Deuxième constatation: le principal problème que l'on observe en cas de changement de température est une dérive du zéro. Pour toutes les applications où la balance peut être tarée à zéro juste avant la mesure, la dérive pourra ainsi être contournée.

Ces deux préconditions permettent de couvrir une grande majorité d'applications des cellules de charge sans se poser plus de question.

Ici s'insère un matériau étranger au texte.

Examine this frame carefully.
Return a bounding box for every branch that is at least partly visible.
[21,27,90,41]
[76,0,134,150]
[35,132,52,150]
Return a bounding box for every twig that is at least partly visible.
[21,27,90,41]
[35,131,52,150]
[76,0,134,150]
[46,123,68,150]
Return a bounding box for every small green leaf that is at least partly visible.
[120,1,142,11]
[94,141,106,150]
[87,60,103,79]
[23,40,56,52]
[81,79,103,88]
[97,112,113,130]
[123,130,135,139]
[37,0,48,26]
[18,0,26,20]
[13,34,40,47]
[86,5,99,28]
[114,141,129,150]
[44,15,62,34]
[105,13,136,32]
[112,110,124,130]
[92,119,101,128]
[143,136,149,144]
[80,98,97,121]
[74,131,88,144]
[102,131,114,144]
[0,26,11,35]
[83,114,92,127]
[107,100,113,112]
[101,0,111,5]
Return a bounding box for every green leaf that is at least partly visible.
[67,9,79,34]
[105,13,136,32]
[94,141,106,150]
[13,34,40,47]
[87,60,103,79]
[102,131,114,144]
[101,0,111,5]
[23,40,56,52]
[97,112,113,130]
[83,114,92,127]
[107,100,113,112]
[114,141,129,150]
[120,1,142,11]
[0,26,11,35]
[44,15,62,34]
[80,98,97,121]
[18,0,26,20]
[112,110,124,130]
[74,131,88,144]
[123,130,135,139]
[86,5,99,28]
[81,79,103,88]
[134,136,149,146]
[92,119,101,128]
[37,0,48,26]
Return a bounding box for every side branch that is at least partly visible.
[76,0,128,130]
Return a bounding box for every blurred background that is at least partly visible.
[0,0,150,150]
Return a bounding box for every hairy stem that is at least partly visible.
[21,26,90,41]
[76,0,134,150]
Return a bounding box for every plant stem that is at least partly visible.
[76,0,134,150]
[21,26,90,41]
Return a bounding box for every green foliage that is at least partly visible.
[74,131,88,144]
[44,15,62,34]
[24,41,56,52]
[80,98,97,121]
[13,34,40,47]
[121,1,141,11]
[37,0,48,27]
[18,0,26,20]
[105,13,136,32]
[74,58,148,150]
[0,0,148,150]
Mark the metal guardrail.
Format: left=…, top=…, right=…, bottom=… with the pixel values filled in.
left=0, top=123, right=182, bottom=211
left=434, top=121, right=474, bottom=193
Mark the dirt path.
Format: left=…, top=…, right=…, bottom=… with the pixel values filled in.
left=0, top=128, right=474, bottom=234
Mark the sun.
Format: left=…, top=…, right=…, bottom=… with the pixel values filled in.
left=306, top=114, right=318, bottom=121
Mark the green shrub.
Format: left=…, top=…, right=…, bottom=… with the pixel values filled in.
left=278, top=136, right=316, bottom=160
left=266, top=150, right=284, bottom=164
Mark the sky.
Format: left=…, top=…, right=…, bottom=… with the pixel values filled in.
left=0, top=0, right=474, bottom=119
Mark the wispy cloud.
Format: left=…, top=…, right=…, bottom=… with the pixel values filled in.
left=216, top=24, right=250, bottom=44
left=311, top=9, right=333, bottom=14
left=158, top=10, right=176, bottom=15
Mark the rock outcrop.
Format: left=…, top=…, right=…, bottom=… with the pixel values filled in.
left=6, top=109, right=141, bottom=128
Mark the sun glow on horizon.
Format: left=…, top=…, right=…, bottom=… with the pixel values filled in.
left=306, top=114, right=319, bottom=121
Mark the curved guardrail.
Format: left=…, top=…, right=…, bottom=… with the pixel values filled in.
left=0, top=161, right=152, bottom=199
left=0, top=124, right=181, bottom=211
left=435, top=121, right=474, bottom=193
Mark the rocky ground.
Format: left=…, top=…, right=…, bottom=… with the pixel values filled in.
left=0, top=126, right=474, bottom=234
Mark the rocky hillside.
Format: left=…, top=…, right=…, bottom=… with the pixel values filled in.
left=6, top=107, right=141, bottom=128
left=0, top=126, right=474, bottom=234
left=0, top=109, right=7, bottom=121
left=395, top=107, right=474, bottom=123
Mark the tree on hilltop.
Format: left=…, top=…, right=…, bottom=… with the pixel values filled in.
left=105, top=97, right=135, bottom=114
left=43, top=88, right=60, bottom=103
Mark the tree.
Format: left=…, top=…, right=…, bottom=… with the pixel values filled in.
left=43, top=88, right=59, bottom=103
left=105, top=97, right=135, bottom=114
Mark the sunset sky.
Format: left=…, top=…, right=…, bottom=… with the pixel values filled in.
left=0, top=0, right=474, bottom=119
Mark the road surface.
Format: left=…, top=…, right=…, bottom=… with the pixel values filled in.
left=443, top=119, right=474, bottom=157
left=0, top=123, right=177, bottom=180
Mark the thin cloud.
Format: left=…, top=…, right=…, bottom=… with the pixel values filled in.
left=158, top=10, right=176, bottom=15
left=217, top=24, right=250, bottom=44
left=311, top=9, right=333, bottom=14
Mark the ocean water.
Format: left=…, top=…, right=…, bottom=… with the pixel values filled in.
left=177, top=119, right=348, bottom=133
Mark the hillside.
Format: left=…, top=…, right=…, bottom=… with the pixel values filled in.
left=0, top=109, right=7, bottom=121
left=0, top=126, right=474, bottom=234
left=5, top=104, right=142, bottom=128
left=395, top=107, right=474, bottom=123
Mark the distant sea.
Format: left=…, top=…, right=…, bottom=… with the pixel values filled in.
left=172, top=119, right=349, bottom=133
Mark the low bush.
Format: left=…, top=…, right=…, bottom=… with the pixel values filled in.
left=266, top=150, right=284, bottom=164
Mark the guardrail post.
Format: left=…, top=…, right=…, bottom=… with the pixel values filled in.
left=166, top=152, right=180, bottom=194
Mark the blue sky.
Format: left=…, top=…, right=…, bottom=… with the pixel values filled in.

Quand une compensation supplémentaire est requise


La situation problématique est donc celle où l'on doit peser un objet sans possibilité de tarer la balance, dans un environnement soumis à des fortes variations de température, typiquement à l'extérieur. Un exemple typique est la surveillance de ruches à l'aide de balances automatiques, afin de surveiller l'activité de la colonie et détecter dès que possible un essaimage.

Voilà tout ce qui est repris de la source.